Tue, 20/10/2009 - 12:14
In September the stock market persisted with the steady climb begun in February, as the S&P 500 index registered a significant gain (3.73 per cent) that was comparable to last month’s result, according to research by Edhec.
Implied volatility remained stable (25.61 per cent) for the third consecutive month, although still well above pre-crisis levels.
The commodities market quickly overcame last month’s loss with a significant gain (1.97 per cent). On the flip side, the dollar dropped again (-0.87 per cent) after last month’s stabilisation. After a pause in August, the emerging markets rose steeply again (9.02 per cent).
The bond markets remained profitable, still boosted by convertible bonds, which managed another remarkable gain (3.99 per cent), whereas overall progress of bonds was modest (0.21 per cent). The credit spread continued to widen (1.05 per cent) for a sixth consecutive month, although at a slower rate.
In this context, the convertible arbitrage strategy remained unaffected by its negative exposure to the stock market. With yet another significant gain (3.94 per cent), the strategy topped its level of October 2007 and set a new high point. Over the past ten months, it has recorded a performance of 43.75 per cent.
The distressed securities (+4.38 per cent) and fixed income (+2.67 per cent) strategies also greatly benefited from the widening credit spread.
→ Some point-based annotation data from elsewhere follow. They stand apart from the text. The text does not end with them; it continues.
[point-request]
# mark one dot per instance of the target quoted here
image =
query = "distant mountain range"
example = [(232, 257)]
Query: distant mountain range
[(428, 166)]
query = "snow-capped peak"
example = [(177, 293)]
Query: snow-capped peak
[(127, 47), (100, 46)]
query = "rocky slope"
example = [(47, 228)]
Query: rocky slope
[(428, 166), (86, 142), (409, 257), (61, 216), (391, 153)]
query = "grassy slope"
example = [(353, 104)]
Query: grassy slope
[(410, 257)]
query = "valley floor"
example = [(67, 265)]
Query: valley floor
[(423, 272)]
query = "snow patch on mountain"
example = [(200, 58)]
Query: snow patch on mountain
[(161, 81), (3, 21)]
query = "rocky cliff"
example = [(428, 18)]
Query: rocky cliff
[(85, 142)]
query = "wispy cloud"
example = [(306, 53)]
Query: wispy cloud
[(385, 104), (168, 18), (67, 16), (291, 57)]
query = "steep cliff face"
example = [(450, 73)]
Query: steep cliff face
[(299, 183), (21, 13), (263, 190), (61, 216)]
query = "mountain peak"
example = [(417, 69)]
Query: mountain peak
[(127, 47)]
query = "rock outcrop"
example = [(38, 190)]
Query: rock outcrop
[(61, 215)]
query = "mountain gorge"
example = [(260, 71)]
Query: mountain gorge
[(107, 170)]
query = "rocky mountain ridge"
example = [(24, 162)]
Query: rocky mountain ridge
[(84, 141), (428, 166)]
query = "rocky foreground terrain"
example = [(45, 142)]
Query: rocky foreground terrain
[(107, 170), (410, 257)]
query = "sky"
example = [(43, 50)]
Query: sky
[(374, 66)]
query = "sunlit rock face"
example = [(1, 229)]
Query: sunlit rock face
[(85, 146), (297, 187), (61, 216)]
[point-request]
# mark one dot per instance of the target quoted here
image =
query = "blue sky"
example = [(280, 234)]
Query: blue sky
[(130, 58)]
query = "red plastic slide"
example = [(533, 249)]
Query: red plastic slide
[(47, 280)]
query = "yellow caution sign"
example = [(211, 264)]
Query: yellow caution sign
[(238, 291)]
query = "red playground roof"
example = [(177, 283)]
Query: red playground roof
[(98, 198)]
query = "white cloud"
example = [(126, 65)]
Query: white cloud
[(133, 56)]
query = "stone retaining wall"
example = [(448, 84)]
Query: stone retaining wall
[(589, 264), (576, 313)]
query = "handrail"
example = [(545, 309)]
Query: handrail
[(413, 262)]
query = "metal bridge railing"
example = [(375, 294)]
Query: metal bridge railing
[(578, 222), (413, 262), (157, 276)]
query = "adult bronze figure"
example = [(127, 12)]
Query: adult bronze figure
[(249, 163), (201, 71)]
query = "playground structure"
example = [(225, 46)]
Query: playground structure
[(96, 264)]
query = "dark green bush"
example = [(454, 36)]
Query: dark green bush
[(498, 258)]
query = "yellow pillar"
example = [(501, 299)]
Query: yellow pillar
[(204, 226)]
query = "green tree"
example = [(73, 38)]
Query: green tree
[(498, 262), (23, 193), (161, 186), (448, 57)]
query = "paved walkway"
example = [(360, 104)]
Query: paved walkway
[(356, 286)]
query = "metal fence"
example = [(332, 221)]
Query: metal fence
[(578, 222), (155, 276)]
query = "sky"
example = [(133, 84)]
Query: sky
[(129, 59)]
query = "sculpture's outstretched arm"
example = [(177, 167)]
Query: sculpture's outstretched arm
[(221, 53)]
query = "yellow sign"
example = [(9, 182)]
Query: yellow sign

The CTA global strategy confirmed last month’s moderate gain with a better performance (1.69 per cent). With a fifth profitable month (0.83 per cent), the equity market neutral strategy seems to have recovered its tendency for moderate but solid gains. With significant positive correlations with the S&P 500, the event driven (+3.62 per cent) and long/short equity (+2.99 per cent) strategies responded well to the rise of the stock market.
Similarly, the funds of funds strategy remained on the rise and recorded a seventh month of positive returns (1.78 per cent).